O palco e o estúdio são meus lugares preferidos. Me reinvento constantemente, porque criar é uma necessidade pessoal. Sinto necessidade de cantar o que dialoga com o tempo presente. Minhas ideias escritas e cultivadas todos os dias movem minha existência. Tento colocá-las em prática. Os meus 24 álbuns expressam meu compromisso com a arte, a inovação e os direitos humanos. Componho continuamente novas músicas, arranjos, coreografias e roteiros. Na minha arte, faço um roteiro diferente para cada show. Faço intervenções artísticas no trio elétrico em cada carnaval. E quando estou no palco, faço cada show como se fosse o último e o primeiro.
Como estão os seus projetos de músicas? Há alguma movimentação para novos lançamentos em breve?

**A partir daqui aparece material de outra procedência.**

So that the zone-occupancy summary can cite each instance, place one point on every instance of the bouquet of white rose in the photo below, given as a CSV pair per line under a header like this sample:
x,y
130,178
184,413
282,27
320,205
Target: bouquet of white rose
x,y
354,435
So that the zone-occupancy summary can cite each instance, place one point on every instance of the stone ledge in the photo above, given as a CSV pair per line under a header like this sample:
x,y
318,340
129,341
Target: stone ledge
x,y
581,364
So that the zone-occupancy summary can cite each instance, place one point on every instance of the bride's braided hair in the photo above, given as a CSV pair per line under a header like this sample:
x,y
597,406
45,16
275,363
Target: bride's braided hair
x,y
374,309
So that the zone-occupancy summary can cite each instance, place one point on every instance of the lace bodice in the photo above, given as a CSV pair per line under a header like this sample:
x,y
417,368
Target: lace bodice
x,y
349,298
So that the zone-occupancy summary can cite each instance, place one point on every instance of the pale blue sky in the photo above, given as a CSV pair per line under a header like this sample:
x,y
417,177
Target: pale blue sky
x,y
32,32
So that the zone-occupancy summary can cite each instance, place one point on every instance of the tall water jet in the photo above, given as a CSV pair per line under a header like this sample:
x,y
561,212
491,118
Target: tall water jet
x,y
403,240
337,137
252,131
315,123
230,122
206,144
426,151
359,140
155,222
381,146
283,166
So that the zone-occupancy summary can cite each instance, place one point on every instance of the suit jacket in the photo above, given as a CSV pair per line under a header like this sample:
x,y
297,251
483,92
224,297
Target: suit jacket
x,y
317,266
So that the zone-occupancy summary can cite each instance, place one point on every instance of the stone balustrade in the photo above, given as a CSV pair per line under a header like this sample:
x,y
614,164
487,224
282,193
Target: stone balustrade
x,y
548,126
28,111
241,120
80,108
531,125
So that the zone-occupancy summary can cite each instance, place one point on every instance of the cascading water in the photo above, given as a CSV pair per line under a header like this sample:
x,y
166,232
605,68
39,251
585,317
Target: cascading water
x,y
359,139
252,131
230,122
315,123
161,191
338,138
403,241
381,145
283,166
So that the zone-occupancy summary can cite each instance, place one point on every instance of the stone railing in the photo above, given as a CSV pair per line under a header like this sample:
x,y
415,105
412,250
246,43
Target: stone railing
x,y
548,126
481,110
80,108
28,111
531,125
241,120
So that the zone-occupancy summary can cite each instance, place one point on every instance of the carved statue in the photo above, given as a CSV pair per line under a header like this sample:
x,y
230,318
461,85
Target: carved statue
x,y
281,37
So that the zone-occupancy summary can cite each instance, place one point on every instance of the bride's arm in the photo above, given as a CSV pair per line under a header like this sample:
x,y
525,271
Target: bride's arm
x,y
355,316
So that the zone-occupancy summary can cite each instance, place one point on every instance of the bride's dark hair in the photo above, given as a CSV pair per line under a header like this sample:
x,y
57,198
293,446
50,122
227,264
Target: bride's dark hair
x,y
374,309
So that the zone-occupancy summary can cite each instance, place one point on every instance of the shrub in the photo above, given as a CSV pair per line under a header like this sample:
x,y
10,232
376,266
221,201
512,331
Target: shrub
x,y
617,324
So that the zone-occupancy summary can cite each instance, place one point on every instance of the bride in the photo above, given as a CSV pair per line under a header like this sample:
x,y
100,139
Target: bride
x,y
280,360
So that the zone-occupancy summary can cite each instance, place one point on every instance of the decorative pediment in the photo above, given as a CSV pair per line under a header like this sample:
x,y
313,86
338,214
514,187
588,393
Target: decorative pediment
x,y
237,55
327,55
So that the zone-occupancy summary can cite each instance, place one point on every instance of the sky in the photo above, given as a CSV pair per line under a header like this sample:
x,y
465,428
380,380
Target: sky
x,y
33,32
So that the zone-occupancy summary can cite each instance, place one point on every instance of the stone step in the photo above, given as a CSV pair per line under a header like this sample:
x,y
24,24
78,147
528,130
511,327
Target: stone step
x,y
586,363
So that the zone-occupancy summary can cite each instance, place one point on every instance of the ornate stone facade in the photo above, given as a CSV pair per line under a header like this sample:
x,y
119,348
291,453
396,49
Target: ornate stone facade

Lancei, recentemente, o projeto audiovisual Eu sou o carnaval gravado sobre o trio elétrico nos carnavais da Bahia e de São Paulo, estou com duas turnês na estrada, o Oxente Acústico, que divido o palco com meu filho Gabriel Mercury, cantor, compositor, músico e produtor cultural, e o show Baiana, em que celebro também os meus 40 anos de carreira. O próximo projeto a ser lançado é a gravação ao vivo do Oxente e já estou pesquisando para o meu próximo álbum.
No público do seu show, tinha gente de todas as idades. Como você se sente quando vê gerações diferentes da sua, sejam mais novos ou mais velhos, abraçando seu trabalho?
Adoro ver crianças e adolescentes descobrindo meu trabalho. Parece que nasço de novo. E a vida no palco é mesmo eterna, pois está no plano do sonho, da imaginação.